Krul also has the habit of latching onto a characterization idea and pounding it over and over until he wears its novelty out completely.  Raven has become unforgivably, possibly irrevocably one-note: “My emotions are tornDrawn to the demons. Repulsed by the light of Solstice.  It is as if I am fighting my very being to save my friends.”  Not only does Krul write this as if it’s her first time ever being in this situation (instead of the—what?—twentieth time), she comes off less sympathetic and more like a quivering-lipped drama queen.

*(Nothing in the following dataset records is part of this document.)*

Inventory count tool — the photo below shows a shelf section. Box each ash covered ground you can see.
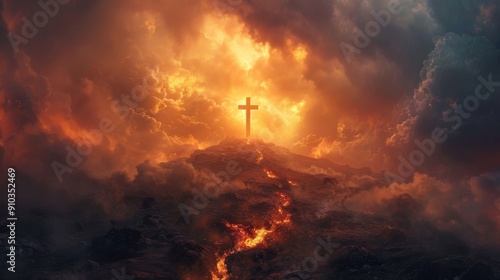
[1,139,500,280]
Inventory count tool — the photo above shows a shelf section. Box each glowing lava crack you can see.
[212,193,291,280]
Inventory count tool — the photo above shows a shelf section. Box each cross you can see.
[238,97,259,138]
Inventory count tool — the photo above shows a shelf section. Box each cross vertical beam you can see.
[238,97,259,138]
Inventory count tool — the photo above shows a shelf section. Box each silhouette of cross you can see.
[238,97,259,138]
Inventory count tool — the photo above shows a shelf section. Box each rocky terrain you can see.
[1,139,500,280]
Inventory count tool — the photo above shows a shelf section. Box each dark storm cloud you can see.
[394,33,500,175]
[429,0,500,44]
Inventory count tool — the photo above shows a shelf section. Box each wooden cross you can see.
[238,97,259,138]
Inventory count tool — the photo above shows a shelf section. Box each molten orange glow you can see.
[256,150,264,163]
[287,180,299,187]
[264,168,278,179]
[212,193,291,280]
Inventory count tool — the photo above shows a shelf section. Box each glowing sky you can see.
[0,0,500,183]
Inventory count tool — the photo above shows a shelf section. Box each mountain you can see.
[3,138,500,280]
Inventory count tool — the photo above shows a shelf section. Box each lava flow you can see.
[212,193,291,280]
[264,168,278,179]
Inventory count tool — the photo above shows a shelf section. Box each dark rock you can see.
[142,215,162,227]
[380,227,408,245]
[226,248,277,279]
[168,240,208,266]
[85,260,101,271]
[75,222,83,232]
[415,259,470,280]
[92,228,145,261]
[279,270,310,280]
[142,197,155,209]
[157,234,168,242]
[460,262,495,280]
[333,246,380,270]
[323,177,339,186]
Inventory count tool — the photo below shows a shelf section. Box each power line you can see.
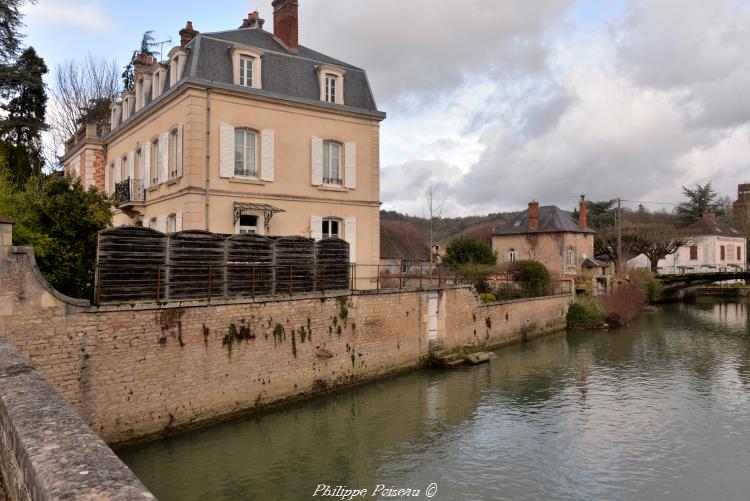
[620,198,680,205]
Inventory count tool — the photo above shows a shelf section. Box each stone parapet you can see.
[0,335,156,501]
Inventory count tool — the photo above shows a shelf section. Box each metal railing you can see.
[94,262,573,304]
[114,178,145,202]
[94,263,357,304]
[657,263,748,275]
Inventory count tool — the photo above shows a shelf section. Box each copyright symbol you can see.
[425,482,437,498]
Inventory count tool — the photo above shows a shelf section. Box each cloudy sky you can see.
[20,0,750,215]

Not only do characters suffer from narrow, repetitive portrayals, so do plots under Krul’s hand.  The introduction of Solstice and the use of Rankor and Hindu myth as the basis for this story arc was a perfectly fine premise, but he made the parallels so obvious that you already know the end game long before it arrives.  Red Robin, talking about Solstice’s musings about who can be Rama in this modern-day portrayal of the myth, states, “But she never considered herself.”  Well, all of us did, but only because Krul hinted as much about a thousand or so times.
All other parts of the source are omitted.